I know this is going to be fantasy Troy, but a full on Bronze Age TW would be amazing.

It’s a little strange since I thought the “Saga” spin-off series was going to focus on strict historical settings. Maybe the fantasical elements from Warhammer and the Romance version of Three Kingdoms are just being received better.

I though Saga just meant a more focused, smaller experience.

Visually stunning.

I played 3 Kingdoms for like 3 hrs…sadface.

Just bouncing off the format quite hard now.

Ok, so it’s semi-historical in the same sense 3K was. I’m ok with that.

Also, a TW without cavalry can be interesting. Much more attrition I would imagine.

I didn’t quite catch this from the images I posted (though the effect is certainly present in the first one); but the skyboxes sometimes have a unique aesthetic flair inspired roughly by the era.

It might not work for everyone, but I like the contrast between the sky and the more realistic style of the terrain. Seems like this approach is utilized on the Strategic campaign map.

I picked up Total War Saga: Thrones of Britannia during the steam xmas sale and while I’ve only gotten a few hours into my first campaign, I must say I’m pleasantly surprised by what I’ve found so far.

I rather like the art style, find the setting engaging because I love the time period and think it’s well suited for TW and very much like the limitations built into recruitment which really make you stop and think about treating your guys like a bunch of easily replaced cannon fodder (because they very much are not given the very slow pace at which they replenish and the restrictions on how fast you can recruit new units).

I’ll circle back periodically as the campaign progresses with further observations and based on how it goes might even go so far as an AAR not unlike the one I did for Aggressors: Ancient Rome.

P.S. So does this mean we’re going to lump all the Saga CA works into one thread?
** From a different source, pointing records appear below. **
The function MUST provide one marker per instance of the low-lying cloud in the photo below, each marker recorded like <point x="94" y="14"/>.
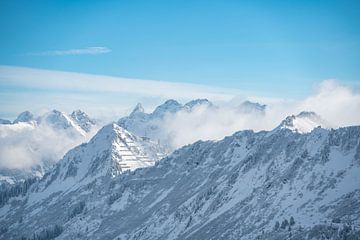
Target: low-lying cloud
<point x="23" y="146"/>
<point x="336" y="104"/>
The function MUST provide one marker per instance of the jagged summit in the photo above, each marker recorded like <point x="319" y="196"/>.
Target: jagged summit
<point x="25" y="116"/>
<point x="240" y="187"/>
<point x="198" y="102"/>
<point x="304" y="122"/>
<point x="138" y="109"/>
<point x="252" y="107"/>
<point x="60" y="120"/>
<point x="83" y="120"/>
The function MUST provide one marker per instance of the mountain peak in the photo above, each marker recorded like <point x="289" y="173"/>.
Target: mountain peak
<point x="138" y="109"/>
<point x="24" y="117"/>
<point x="304" y="122"/>
<point x="198" y="102"/>
<point x="83" y="120"/>
<point x="4" y="121"/>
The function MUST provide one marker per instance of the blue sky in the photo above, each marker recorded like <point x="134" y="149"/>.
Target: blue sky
<point x="273" y="48"/>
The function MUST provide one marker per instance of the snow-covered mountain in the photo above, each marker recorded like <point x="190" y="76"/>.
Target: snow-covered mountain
<point x="24" y="117"/>
<point x="266" y="185"/>
<point x="36" y="143"/>
<point x="83" y="120"/>
<point x="151" y="124"/>
<point x="304" y="122"/>
<point x="5" y="121"/>
<point x="252" y="107"/>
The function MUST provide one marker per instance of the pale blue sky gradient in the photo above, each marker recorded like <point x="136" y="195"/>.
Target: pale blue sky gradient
<point x="274" y="48"/>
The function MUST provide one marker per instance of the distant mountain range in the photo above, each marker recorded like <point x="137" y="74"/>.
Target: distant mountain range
<point x="31" y="135"/>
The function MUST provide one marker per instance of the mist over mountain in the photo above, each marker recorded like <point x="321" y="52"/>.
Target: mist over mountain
<point x="279" y="184"/>
<point x="31" y="145"/>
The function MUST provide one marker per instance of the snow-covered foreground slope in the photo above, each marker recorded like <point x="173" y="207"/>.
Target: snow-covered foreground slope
<point x="236" y="188"/>
<point x="31" y="145"/>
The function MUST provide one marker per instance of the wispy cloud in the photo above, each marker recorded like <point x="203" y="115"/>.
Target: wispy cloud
<point x="97" y="94"/>
<point x="80" y="51"/>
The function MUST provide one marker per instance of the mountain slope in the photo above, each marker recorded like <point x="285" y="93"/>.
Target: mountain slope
<point x="31" y="145"/>
<point x="236" y="188"/>
<point x="151" y="124"/>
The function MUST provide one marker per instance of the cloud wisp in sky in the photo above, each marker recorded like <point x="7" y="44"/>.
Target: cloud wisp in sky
<point x="80" y="51"/>
<point x="35" y="89"/>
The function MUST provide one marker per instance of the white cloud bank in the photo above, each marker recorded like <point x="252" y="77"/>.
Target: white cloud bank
<point x="25" y="145"/>
<point x="103" y="96"/>
<point x="338" y="105"/>
<point x="80" y="51"/>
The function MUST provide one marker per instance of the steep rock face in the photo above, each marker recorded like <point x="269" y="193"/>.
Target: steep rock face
<point x="83" y="120"/>
<point x="5" y="121"/>
<point x="236" y="188"/>
<point x="304" y="122"/>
Seems like rather shoddy treatment don’t you think?

Hmm, judging from the lack of response and low activity in this thread apparently the interest in the saga series is low and combining them all in one thread is the right call.
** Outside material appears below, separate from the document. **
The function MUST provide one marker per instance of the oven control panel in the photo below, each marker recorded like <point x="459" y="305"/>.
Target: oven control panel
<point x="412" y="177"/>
Thrones was ok, but it made two cardinal sins, imo; it was too big and too ahistoric.

Total War games at this point are about a bunch of small factions duking it out until one of them wins. Pretty much, 1-2-3, every game since Shogun 2 follows this formula exactly. Only Atilla managed to come up with a somewhat different setup (at least on the surface).

Thrones though - not only are most of the minor factions historically irrelevant if not actually non-existent - it doesn’t play like history. If I want English vs Vikings (and maybe some Celtic nations for good measure), I don’t want to start on a giant 300 settlement map with 40-odd randomly named factions and spend my game years duking it out with minor factions that literally never existed. I just want my Heptarchy, and throw in a few Celtic and Viking factions for good measure.

Thrones’ map is too big, and too generic, with little interesting geographic dilemmas or geographic narrative going on. Honestly Attila’s Age of Charlemagne feels more like I wanted with thrones. If they had been brave enough to make a tighter, smaller scale game, I think it would have been better received. Instead they tried to shoehorn a much smaller theatre into the generic grand strategy shoebox that everything they make fits in, including giant maps, dozens or hundreds of settlements, bragging about how “large” the map is, such that getting across Britain takes like 6 or 10 years of game time or something stupid.

Sure it’s a bit streamlined by comparison, but not by a huge amount. It feels rather wide and shallow, when i’dve preferred narrow and deep.

Academy Game’s 878 board game, simple and straightforward, feels like a Viking invasion of England. Total War Saga Thrones feels like a reskinned Rome 2 spread out too thin on a giant piece of Britain sized toast. I try to play Thrones every now and again, and almost immediately get bored and wander off to play something else. And it’s not that strictly speaking Thrones is bad - if it were the only Total War game I owned, it’d be great. It’s that it’s just so ordinary compared to most of the Total War games released in recent years, it simply loses on opportunity cost.